I didn’t like the look of those teeth. They looked hard and sharp. They gleamed white as though freshly brushed.

“What do you think of it, Will?” Mara asked me. She was looking lovely. It was the day after my birthday and we were alone together in my apartment. Mara herself made a wonderful birthday present. She leaned forward on the couch, her face glowing with expectant happiness. Her whole face smiled, making me feel warm inside. I noticed that a few blonde strands of her hair had caught in her eyelashes and been stained black by her mascara. Even that looked good.

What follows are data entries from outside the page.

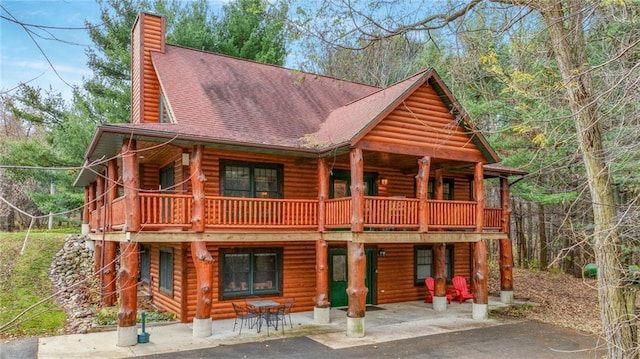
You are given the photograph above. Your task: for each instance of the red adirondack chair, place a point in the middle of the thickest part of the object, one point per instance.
(430, 283)
(462, 289)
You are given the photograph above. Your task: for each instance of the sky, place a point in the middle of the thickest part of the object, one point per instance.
(20, 59)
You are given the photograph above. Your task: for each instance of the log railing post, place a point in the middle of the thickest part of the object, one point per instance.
(478, 182)
(128, 273)
(85, 211)
(357, 190)
(422, 191)
(506, 250)
(197, 187)
(109, 258)
(439, 254)
(356, 289)
(100, 203)
(321, 312)
(323, 192)
(131, 182)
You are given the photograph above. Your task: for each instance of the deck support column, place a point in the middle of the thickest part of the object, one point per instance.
(109, 257)
(321, 309)
(100, 199)
(128, 273)
(85, 211)
(506, 252)
(202, 259)
(203, 262)
(128, 281)
(356, 289)
(422, 191)
(439, 256)
(480, 268)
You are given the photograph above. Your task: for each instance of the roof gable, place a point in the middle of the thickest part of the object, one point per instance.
(225, 98)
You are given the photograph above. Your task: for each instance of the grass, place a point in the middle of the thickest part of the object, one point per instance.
(24, 281)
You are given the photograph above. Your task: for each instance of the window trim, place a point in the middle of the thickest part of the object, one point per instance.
(161, 276)
(449, 257)
(223, 294)
(252, 167)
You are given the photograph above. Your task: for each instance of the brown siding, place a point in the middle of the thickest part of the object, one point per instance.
(300, 174)
(147, 36)
(161, 299)
(396, 272)
(298, 277)
(423, 121)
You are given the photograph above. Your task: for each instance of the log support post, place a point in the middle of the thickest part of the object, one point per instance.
(128, 273)
(203, 263)
(422, 191)
(439, 254)
(480, 268)
(321, 310)
(357, 190)
(202, 259)
(128, 281)
(356, 289)
(100, 200)
(480, 308)
(197, 187)
(131, 182)
(109, 250)
(85, 211)
(506, 250)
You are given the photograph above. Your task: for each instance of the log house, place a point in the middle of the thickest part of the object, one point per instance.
(235, 178)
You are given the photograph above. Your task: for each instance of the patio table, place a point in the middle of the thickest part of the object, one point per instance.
(263, 307)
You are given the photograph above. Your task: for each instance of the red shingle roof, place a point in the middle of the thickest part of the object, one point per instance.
(229, 99)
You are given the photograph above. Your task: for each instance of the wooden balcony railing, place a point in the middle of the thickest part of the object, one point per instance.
(338, 212)
(169, 210)
(493, 218)
(452, 214)
(117, 212)
(160, 210)
(260, 212)
(385, 212)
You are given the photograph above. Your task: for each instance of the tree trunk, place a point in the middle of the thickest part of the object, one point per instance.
(542, 235)
(617, 300)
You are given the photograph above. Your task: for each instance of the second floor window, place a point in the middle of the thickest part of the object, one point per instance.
(244, 179)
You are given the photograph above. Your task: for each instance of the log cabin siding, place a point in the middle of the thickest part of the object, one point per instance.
(298, 277)
(299, 174)
(423, 121)
(396, 271)
(164, 301)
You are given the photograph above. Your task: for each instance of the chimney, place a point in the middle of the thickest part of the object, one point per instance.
(147, 35)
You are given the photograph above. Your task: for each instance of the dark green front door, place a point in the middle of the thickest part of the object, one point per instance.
(339, 274)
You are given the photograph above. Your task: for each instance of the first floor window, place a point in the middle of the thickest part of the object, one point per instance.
(251, 272)
(166, 270)
(423, 262)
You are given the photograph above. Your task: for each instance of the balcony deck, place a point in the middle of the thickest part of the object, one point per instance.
(169, 212)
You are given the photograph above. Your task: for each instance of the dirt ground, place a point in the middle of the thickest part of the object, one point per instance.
(561, 299)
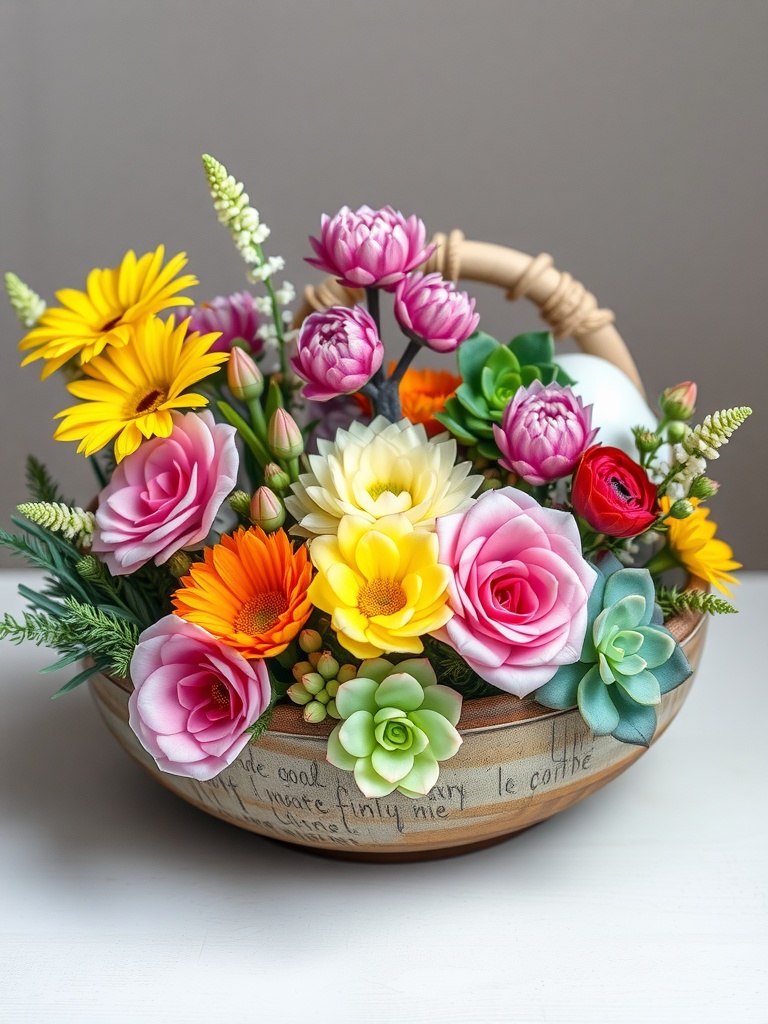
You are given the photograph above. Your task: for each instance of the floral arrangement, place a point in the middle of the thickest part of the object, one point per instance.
(286, 516)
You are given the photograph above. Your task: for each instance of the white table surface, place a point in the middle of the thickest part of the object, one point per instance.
(120, 902)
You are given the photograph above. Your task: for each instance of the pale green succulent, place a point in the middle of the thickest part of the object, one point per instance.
(628, 660)
(397, 724)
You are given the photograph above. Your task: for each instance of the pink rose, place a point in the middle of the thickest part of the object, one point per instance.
(166, 495)
(194, 698)
(519, 590)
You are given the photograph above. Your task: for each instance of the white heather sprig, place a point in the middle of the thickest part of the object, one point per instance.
(26, 303)
(705, 439)
(73, 523)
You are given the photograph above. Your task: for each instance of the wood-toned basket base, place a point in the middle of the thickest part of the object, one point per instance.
(518, 765)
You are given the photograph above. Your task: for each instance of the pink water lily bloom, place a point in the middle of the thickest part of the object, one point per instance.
(337, 351)
(435, 311)
(544, 432)
(370, 248)
(194, 698)
(165, 495)
(519, 589)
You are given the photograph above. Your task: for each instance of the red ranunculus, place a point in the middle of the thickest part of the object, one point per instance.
(612, 493)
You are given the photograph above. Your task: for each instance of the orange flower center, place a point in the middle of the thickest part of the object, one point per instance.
(219, 694)
(381, 597)
(261, 612)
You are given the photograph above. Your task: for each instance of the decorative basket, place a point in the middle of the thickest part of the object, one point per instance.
(519, 762)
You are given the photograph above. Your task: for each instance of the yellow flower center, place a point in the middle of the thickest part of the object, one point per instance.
(381, 597)
(261, 612)
(219, 694)
(377, 489)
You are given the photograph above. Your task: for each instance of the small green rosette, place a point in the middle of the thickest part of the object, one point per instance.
(492, 374)
(396, 724)
(628, 660)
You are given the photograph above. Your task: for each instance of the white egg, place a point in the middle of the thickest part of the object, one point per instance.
(616, 403)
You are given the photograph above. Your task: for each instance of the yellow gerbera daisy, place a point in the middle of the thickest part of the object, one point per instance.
(692, 543)
(114, 301)
(381, 583)
(132, 390)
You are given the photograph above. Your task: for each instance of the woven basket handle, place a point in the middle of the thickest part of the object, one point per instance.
(565, 305)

“Well?” she pressed impatiently. “What do you think?”

What can you do when your girlfriend spends a lot of money on something weird? I took the only logical course open to me… I lied.

“It’s…uh. I like it, Mara.” I said, giving her the gladdest smile I could muster. At least I didn’t need to fake being surprised.

My birthday present sat on my bed stand. The thing was a black plastic box with a lot of touch-sensitive buttons and chrome knobs. It was a clock and a radio and self-answering telephone, and it had a slot on top to connect a player.

The only unusual thing about the device was that it had a mouth. No eyes or nose or ears-just the cheeks, the jaws and the mouth. It had a human, wet, female mouth with full red lips and a bright red tongue. Because it was grinning (it had come out of the box that way) I could see its fine set of hard, white teeth.

I thought of the locked strongbox in my closet and I blinked several times, very quickly.

What sickened me most about the mouth was that I recognized it. I knew those exposed teeth and the curve of that jaw. I knew the dark flat spec of a mole that it had on its right cheek, just above the spot where the lips met. I had kissed that mouth before. It was my girlfriend’s mouth. It was Mara’s mouth.